Vielleicht möchten Sie auch Ihren Partner in solche Überlegungen einbeziehen und wissen nicht recht, an welcher Stelle Sie ihn „abholen“ sollen? Als kleiner Denkanstoß dazu die etwas eigenwillige Auffassung meines Mannes: „Ayurveda? Tja, das stammt aus Indien und ist wohl so etwas wie das passende Essen zum Yoga. Meine liebe Frau kocht gern nach entsprechenden Rezeptbüchern – soweit ich mich erinnere stets ohne Fleisch, obwohl es im indischen Restaurant ja Huhn, Lamm und Wild gibt. Immerhin werden nach ayurvedischer Lehre alle Speisen warm zubereitet. Das hat durchaus sein Gutes, zum Beispiel bei ,Obst ohne Geschmack´ – den sogenannten Äpfeln – die mir in roher Form so gar nicht schmecken wollen. Wenn diese Früchte aber zu warmem Kompott verarbeitet werden, gibt es dafür am Küchentisch anerkennende Worte. Zwar versteht es sich von selbst, dass Äpfel auch in verarbeiteter Form nicht an die gesundheitsfördernden und geschmacklichen Qualitäten von in Likör eingelegten Piemont-Kirschen mit schokoladiger Umhüllung (bekannt als „Mon Cherie“) oder gar an das unvergleichliche Nutella heranreichen, aber immerhin… Im Übrigen: Wenn Mango-Lassi, Mango-Creme und Mango-Eis zum Ayurveda dazugehören, bin ich gern dabei!“ Soweit die von meinem Mann erbaute Ayurveda-Welt.

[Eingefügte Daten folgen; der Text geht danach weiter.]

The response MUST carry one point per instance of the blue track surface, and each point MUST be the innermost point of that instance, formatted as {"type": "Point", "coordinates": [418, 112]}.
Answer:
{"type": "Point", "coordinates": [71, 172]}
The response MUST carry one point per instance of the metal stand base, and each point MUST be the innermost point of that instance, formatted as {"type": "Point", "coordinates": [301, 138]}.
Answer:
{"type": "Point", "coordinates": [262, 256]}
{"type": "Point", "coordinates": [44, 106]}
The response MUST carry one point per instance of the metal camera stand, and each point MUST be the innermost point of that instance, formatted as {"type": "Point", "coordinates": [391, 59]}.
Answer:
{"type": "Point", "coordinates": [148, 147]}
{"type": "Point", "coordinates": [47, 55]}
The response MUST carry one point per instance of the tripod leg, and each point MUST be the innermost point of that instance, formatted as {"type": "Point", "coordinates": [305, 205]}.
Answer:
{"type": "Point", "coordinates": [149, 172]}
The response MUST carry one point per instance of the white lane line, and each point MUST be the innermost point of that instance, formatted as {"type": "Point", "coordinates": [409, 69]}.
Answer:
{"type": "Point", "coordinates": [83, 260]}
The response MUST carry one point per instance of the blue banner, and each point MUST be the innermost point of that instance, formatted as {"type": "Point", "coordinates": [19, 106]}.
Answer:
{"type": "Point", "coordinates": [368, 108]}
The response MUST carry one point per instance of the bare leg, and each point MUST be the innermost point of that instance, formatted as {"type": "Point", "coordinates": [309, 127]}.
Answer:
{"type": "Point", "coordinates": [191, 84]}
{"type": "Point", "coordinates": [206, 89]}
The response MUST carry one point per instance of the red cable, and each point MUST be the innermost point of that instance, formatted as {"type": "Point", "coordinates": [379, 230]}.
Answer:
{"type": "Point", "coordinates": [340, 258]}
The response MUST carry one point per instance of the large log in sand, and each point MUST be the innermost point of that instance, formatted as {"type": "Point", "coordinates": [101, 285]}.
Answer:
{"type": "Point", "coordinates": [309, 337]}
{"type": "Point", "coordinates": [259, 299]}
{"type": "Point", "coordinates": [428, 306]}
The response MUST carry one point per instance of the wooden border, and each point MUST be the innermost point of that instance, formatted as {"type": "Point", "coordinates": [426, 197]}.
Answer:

In meinem Wohnort gibt es eine Ayurveda-Ärztin, auf deren Praxisschild ich während meiner regelmäßigen Spaziergänge durch die Stadt aufmerksam geworden war. Es dauerte einige Zeit, bis ich mir die Homepage angesehen und schließlich einen Termin vereinbart hatte. Ich war angenehm überrascht von der sehr entspannten Atmosphäre in der Praxis, die mit der Hektik eines üblichen medizinischen Versorgungsbetriebes nur wenig gemein hatte. Sie gab mir genügend Zeit, meine Beschwerden zu schildern, und ich erhielt nach Puls- und Zungendiagnose viele alltagstaugliche Empfehlungen hinsichtlich meiner Lebensweise und vor allem zur Ernährung. Wichtig erschien mir dabei, wie indische Gewürze meine Nahrung verträglicher machen konnten, und dass Ayurveda bedeutet, Nahrung und Getränke warm zu sich zu nehmen.